Jaksa menuduh Hernández, 55, berkonspirasi dengan kartel narkoba selama masa jabatannya saat mereka memindahkan lebih dari 400 ton kokain melalui Honduras menuju Amerika Serikat.

Sebagai imbalan, jaksa mengatakan, Hernández menerima jutaan dolar dalam bentuk suap yang dia gunakan untuk mendukung karier politiknya di Honduras.
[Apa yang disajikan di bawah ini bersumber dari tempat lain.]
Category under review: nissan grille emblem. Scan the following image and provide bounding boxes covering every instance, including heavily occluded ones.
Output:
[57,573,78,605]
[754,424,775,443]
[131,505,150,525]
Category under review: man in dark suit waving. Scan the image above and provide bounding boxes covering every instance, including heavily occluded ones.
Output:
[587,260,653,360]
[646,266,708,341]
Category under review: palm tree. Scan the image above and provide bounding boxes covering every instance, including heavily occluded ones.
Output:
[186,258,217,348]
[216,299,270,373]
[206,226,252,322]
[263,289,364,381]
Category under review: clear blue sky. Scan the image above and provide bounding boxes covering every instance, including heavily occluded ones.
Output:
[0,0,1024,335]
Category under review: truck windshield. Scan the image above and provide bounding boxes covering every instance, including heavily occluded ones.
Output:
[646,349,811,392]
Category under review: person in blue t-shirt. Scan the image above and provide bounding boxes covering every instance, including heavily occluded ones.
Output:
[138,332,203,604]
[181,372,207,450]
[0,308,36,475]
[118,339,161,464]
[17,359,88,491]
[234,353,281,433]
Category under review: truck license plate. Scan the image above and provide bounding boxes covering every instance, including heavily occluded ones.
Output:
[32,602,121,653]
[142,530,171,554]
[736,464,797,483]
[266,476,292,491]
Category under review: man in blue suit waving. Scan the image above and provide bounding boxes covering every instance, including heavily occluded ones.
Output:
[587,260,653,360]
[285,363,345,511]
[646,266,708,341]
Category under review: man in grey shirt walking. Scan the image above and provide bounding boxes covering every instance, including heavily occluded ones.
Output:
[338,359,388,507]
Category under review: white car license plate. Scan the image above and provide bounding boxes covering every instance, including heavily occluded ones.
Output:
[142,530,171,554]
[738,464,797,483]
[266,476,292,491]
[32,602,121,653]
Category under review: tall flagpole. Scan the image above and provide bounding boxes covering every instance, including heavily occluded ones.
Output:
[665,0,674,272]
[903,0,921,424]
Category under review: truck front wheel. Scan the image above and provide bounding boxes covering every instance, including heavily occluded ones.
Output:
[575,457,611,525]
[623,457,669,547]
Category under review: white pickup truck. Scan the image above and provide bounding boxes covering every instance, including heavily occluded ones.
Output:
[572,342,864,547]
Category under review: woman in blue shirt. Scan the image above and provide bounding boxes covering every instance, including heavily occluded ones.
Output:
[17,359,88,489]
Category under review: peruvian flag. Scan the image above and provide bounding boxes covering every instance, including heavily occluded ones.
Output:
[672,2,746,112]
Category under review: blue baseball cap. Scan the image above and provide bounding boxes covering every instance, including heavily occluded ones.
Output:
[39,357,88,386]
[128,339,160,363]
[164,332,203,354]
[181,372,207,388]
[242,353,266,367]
Hernández adalah presiden Honduras dari tahun 2014 - 2022. Selama masa jabatannya, dia "melindungi dan memperkaya para pengedar narkoba dalam lingkaran dalamnya," kata Departemen Kehakiman, dengan menyebutkan penggunaan kekuasaan eksekutifnya untuk mendukung ekstradisi ke AS dari beberapa pengedar narkoba "yang mengancam kekuasaannya" sambil "menjanjikan kepada pengedar narkoba yang membayar dan mengikuti instruksinya bahwa mereka akan tetap berada di Honduras."

Jaksa juga mengatakan anggota konspirasi yang diikuti Hernández bergantung pada Polisi Nasional Honduras untuk melindungi pengiriman kokain saat mereka bergerak melalui negara tersebut.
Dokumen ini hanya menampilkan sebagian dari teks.